Re: Implement missing join selectivity estimation for range types

From: Tomas Vondra <tomas(dot)vondra(at)enterprisedb(dot)com>
To: Mahmoud Sakr <mahmoud(dot)sakr(at)ulb(dot)be>
Cc: PostgreSQL Hackers <pgsql-hackers(at)lists(dot)postgresql(dot)org>, SCHOEMANS Maxime <Maxime(dot)Schoemans(at)ulb(dot)be>, Diogo Repas <diogo(dot)repas(at)gmail(dot)com>, Luo Zhicheng <zhicheng(dot)luo(at)ulb(dot)be>, Andrey Lepikhov <a(dot)lepikhov(at)postgrespro(dot)ru>
Subject: Re: Implement missing join selectivity estimation for range types
Date: 2023-01-20 14:25:11
Message-ID: 84ffb566-8038-ab35-c841-7a5e5728a247@enterprisedb.com
Views: Raw Message | Whole Thread | Download mbox | Resend email
Thread:
Lists: pgsql-hackers

On 1/18/23 20:23, Mahmoud Sakr wrote:
> Hi Tomas,
> Thanks for picking up the patch and for the interesting discussions that
> you bring !
>
>> Interesting. Are there any particular differences compared to how we
>> estimate for example range clauses on regular columns?
>
> The theory is the same for scalar types. Yet, the statistics that are currently
> collected for scalar types include other synopsis than the histogram, such
> as MCV, which should be incorporated in the estimation. The theory for using
> the additional statistics is ready in the paper, but we didn't yet implement it.
> We thought of sharing the ready part, till the time allows us to implement the
> rest, or other developers continue it.
>

I see. We don't have MCV stats for range types, so the algorithms don't
include that. But we have that for scalars, so the code would need to be
modified to consider that too.

However, I wonder how much could that improve the estimates for range
queries on scalar types. I mean, we already get pretty good estimates
for those, so I guess we wouldn't get much.

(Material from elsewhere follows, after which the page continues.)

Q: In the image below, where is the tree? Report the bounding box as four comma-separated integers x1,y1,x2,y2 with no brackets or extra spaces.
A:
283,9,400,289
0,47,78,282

>> Right. I think 0.5% is roughly expected for the default statistics
>> target, which creates 100 histogram bins, each representing ~1% of the
>> values. Which on average means ~0.5% error.
> Since this patch deals with join selectivity, we are then crossing 100*100 bins.
> The ~0.5% error estimation comes from our experiments, rather than a
> mathematical analysis.
>

Ah, understood. Even for joins there's probably a fairly close
relationship between the bin size and estimation error, but it's
certainly more complex.

BTW the experiments are those described in section 6 of the paper,
correct? I wonder how uniform (or skewed) the data was - in terms of
range length, etc. Or how it works for other operators, not just for
"<<" as in the paper.

>> independence means we take (P1*P2). But maybe we should be very
>> pessimistic and use e.g. Min(P1,P2)? Or maybe something in between?
>>
>> Another option is to use the length histogram, right? I mean, we know
>> what the average length is, and it should be possible to use that to
>> calculate how "far" ranges in a histogram can overlap.
> The independence assumption exists if we use the lower and upper
> histograms. It equally exists if we use the lower and length histograms.
> In both cases, the link between the two histograms is lost during their
> construction.
> You discussion brings an interesting trade-off of optimistic v.s. pessimistic
> estimations. A typical way to deal with such a trade-off is to average the
> two, for example is model validation in machine learning, Do you think we
> should implement something like
> average( (P1*P2), Min(P1,P2) )?
>

I don't know.

AFAICS the independence assumption is used not only because it's very
cheap/simple to implement, but also because it actually is a reasonable
assumption for a fair number of data sets (particularly in OLTP).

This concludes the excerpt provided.